Researchers at Harvard Medical School and the University of Massachusetts Amherst recently found that after analyzing decades of U.S. Food and Drug Administration (FDA) databases, established mechanisms for evaluating device safety might not be suitable for uncovering security and privacy problems. The researchers suggest a more effective reporting system for medical device cybersecurity should be established to catch security problems that otherwise could spread. Federal surveillance strategies should "rethink how to effectively and efficiently collect data on security and privacy problems in devices that increasingly depend on computing systems susceptible to malware," say Amherst's Kevin Fu and Harvard's Daniel Kramer. The researchers evaluated product recalls and adverse event reports in three publicly available FDA databases, including its own weekly enforcement reports of device recalls, its database of Medical and Radiation Emitting Device Recalls, and the Manufacturer and User Facility Device Experience database. The researchers found that the current classification methods in these databases are not well suited to new types of device malfunctions. They also note that it can take as long as nine months for a vulnerability to be made public.


'Rattle Memory,' New Computer Memory Thanks to Nanotechnology
Eindhoven University of Technology (Netherlands) (07/16/12)

A computer memory based on moving bits of magnetized areas has the potential to be faster, use less electricity, and have much longer life than standard hard disks. Researchers from Eindhoven University of Technology in the Netherlands and the FOM Foundation call the new computer memory a magnetic domain-wall ratchet memory. They used concentrated ion bundles to influence the magnetic wires the bits move through, and have successfully controlled bits at the nanometer scale. The scientists demonstrated that bits can be transferred without the information they contain being lost. A repeating, saw-tooth-shaped energy landscape is created by varying how the ions are fired across a nanowire, which forces a domain wall, the boundary between bits, to move in a single direction under a variable magnetic field. The use of a circular magnetic wire enables the domain wall to always rotate and the bits are retained, and the one-way traffic movement is comparable to that of a rattle or ratchet. The team plans to focus on a next-generation ratchet based on new effects, such as the use of spin currents generated in neighboring non-magnetic layers or the use of electric fields to influence the domain or movement.

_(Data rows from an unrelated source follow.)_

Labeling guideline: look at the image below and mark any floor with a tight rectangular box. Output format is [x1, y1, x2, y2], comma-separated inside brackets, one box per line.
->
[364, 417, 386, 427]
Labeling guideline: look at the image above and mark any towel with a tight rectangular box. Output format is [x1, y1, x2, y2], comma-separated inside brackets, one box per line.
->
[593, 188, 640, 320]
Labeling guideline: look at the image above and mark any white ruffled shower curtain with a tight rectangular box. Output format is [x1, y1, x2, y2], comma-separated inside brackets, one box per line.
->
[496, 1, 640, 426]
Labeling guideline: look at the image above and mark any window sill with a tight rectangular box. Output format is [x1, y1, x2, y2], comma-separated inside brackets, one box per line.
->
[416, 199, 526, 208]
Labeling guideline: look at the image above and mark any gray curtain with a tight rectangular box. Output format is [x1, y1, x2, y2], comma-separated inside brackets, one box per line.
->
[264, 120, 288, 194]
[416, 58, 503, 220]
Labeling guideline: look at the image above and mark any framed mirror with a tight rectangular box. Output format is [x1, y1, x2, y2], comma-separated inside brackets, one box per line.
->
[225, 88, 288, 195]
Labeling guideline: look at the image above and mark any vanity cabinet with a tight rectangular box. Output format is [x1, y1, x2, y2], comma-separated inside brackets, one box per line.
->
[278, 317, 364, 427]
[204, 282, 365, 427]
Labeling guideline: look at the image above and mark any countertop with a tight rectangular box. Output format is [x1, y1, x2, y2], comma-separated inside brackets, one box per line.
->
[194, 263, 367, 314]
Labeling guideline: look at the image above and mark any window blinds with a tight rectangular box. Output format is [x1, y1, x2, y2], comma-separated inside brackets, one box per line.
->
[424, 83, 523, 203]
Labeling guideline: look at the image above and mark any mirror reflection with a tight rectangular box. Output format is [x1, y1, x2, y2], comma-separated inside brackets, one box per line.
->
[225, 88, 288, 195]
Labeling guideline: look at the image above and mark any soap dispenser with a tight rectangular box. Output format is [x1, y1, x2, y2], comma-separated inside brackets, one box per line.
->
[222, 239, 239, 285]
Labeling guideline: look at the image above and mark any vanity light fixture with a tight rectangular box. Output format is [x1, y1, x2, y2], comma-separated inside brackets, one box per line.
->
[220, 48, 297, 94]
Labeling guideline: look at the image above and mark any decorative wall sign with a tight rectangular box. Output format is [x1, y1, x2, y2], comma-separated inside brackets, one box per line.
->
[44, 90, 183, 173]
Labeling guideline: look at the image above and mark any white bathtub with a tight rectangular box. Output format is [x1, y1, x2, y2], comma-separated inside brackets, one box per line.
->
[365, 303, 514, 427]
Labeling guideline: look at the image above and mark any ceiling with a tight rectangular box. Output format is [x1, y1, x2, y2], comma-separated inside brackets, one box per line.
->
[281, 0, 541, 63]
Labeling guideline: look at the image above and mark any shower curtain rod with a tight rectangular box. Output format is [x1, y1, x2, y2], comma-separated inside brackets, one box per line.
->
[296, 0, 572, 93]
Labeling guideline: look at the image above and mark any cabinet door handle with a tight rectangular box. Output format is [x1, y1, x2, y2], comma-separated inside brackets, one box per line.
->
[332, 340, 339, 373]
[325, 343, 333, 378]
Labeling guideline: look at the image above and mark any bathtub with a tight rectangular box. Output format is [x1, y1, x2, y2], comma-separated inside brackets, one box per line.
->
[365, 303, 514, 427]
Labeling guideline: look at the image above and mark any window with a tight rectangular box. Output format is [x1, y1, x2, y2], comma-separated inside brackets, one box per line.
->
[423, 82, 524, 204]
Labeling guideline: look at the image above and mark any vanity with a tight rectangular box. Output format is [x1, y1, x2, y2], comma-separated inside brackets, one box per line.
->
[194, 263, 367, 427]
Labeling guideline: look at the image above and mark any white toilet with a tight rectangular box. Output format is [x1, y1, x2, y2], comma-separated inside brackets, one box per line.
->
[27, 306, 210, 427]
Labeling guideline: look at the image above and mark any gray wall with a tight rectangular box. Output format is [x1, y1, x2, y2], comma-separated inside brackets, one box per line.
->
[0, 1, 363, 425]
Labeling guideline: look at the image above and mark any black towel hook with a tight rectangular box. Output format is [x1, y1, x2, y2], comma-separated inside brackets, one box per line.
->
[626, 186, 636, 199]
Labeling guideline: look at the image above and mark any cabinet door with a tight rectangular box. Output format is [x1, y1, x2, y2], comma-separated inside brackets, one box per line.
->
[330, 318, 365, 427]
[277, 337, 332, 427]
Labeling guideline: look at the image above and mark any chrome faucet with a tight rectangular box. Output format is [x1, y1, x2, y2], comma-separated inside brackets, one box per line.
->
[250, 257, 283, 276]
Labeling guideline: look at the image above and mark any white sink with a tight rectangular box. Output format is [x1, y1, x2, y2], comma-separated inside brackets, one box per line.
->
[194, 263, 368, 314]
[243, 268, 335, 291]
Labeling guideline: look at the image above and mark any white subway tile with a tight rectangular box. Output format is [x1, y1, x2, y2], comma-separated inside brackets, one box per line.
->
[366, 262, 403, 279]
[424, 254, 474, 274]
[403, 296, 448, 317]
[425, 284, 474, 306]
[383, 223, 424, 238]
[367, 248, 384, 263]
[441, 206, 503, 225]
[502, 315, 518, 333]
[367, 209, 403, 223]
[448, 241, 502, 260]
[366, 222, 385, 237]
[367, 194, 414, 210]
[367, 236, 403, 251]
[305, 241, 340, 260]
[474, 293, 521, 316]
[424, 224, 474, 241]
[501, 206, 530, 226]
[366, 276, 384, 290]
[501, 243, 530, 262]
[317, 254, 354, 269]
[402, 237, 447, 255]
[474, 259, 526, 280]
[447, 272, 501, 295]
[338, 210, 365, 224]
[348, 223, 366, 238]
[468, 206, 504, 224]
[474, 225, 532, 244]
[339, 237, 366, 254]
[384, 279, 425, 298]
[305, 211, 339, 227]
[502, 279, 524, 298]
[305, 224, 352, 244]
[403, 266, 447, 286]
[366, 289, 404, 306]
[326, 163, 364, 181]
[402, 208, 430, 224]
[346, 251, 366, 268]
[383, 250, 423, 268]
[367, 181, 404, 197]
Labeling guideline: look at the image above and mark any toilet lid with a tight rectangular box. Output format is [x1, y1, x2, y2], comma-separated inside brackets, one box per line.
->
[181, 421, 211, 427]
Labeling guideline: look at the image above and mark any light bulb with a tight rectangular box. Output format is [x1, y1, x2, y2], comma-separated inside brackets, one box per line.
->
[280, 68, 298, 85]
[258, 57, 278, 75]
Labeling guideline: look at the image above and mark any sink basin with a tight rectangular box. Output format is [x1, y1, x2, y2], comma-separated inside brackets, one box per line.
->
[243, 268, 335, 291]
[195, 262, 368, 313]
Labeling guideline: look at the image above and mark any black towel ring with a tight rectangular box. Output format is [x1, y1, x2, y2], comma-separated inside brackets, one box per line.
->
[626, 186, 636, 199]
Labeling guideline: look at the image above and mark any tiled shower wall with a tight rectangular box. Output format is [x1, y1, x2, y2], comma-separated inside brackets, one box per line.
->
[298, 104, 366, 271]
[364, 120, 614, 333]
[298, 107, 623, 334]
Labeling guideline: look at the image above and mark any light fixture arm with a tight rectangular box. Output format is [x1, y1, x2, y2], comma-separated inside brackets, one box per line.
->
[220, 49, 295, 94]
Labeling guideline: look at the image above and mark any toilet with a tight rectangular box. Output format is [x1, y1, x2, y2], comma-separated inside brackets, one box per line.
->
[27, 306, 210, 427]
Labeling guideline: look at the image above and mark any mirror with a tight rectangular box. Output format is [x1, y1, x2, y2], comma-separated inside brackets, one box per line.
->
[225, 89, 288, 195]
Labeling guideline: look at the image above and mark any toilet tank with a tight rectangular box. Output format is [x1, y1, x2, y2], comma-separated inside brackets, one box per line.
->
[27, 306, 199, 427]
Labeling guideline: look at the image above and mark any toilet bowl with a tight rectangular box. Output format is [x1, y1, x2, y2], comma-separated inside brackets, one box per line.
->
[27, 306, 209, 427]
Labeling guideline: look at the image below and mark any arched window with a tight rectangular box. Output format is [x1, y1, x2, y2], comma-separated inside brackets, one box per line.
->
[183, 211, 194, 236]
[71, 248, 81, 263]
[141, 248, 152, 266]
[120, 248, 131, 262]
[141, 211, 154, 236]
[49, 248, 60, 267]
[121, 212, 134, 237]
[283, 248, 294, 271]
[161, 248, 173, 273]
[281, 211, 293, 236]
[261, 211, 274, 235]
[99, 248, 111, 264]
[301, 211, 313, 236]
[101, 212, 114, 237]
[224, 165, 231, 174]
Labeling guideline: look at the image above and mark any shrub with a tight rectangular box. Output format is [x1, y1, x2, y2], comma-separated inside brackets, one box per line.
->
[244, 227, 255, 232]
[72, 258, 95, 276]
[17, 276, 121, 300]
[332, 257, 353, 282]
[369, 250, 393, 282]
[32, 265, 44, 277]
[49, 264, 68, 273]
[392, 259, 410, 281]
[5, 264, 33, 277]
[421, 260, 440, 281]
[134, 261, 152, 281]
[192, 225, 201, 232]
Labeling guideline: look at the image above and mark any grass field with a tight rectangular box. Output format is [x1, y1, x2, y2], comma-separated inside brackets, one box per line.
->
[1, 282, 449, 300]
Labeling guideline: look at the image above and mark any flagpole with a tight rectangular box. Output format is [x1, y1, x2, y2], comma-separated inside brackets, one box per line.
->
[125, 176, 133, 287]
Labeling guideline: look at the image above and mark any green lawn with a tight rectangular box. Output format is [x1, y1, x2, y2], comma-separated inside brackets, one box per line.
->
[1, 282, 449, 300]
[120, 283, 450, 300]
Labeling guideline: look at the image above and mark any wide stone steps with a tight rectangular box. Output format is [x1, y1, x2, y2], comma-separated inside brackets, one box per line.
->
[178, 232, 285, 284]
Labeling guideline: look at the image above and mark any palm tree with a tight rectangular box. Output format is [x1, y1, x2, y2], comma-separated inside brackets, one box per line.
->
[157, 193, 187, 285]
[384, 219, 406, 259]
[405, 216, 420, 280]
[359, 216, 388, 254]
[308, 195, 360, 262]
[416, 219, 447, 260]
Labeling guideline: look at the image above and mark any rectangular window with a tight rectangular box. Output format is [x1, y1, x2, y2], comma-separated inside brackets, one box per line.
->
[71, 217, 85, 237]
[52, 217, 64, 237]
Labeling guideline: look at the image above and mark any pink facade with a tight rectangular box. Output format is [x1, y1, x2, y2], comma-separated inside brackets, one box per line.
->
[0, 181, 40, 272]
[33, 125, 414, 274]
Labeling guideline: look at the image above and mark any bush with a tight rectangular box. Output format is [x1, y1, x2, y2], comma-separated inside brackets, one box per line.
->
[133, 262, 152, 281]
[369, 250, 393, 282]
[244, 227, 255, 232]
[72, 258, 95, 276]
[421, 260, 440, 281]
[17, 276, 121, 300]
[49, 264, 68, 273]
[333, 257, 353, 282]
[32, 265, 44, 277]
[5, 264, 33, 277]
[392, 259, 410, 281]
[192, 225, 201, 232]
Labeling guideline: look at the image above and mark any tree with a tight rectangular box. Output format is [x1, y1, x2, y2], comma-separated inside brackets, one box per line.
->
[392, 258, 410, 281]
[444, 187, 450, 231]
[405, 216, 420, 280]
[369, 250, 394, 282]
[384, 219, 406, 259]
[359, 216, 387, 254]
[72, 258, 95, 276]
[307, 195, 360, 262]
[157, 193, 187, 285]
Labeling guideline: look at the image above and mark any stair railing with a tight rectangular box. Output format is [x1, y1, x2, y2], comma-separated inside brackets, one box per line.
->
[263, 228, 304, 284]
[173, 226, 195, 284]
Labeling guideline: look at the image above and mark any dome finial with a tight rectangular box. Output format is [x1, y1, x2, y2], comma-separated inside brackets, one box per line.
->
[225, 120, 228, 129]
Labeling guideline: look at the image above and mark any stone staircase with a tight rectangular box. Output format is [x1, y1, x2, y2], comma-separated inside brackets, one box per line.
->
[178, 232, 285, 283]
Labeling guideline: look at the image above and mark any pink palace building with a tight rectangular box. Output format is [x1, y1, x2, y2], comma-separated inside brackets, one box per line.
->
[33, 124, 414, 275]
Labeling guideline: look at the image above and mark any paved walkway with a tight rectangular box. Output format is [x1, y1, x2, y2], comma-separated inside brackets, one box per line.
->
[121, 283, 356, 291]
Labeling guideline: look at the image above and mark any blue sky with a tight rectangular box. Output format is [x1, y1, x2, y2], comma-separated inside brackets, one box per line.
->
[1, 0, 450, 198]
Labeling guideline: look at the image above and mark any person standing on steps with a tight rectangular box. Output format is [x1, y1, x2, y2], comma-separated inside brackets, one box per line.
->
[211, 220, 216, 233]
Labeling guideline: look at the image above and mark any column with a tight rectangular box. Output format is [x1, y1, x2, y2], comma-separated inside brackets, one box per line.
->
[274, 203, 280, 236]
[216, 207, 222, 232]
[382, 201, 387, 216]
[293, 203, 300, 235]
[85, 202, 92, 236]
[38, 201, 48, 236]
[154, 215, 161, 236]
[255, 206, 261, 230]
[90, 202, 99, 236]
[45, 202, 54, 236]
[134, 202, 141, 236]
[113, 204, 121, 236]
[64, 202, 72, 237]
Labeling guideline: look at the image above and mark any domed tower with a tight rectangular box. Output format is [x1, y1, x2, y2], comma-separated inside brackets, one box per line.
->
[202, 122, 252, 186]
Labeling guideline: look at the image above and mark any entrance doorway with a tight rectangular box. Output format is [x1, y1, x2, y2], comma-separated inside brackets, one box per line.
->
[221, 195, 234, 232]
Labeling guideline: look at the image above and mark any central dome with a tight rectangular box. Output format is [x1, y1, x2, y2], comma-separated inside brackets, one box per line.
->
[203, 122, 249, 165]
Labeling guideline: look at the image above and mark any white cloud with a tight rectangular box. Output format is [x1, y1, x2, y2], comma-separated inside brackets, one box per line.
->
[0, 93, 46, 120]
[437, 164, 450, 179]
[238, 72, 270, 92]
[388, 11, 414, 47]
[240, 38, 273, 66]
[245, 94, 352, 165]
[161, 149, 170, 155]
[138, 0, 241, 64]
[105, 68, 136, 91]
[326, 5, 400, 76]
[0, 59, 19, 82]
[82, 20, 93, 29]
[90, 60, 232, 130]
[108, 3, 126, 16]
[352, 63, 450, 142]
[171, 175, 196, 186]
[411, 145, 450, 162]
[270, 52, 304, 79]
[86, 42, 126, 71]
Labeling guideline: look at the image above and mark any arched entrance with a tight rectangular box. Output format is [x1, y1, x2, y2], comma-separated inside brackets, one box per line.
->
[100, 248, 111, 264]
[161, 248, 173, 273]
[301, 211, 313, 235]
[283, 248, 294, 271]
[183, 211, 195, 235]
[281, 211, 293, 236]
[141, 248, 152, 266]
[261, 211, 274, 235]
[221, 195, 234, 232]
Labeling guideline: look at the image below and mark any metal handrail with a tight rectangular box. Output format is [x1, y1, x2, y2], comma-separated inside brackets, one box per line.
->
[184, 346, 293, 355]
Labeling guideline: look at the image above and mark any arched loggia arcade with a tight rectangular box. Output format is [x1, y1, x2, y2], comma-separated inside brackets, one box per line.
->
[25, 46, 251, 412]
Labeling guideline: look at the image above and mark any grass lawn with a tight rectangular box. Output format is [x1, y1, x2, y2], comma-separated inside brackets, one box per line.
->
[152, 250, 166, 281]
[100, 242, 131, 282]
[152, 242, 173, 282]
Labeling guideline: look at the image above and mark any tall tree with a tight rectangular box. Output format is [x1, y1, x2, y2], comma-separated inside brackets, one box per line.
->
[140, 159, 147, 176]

New Social Network for Debating Medical Cases
Technical University of Madrid (Spain) (07/11/12) Eduardo Martinez

Technical University of Madrid researcher Albert Moreira has developed SANAR, an online platform designed to facilitate the exchange of information among medical practitioners from different parts of the world. The SANAR platform enables physicians to hold medical discussions in a Web-based environment and overcome the organizational problems of arranging group sessions or the cost and infrastructure hurdles of videoconferencing meetings. The platform also implements several security protocols and procedures to guarantee secure information and image management. "It is planned to evolve SANAR by building a module to better support case studies in an academic environment," Moreira says. He notes SANAR can be used for image-processing analysis, software engineering, software engineering experimentation, intelligent virtual environments, and data mining, among other applications. “This movement will be the groundwork for building and accepting key platform contents," Moreira says. "From here, we will be able to open up the system to the whole medical community, including nurses, pharmacists, physiotherapists, dentists, etc."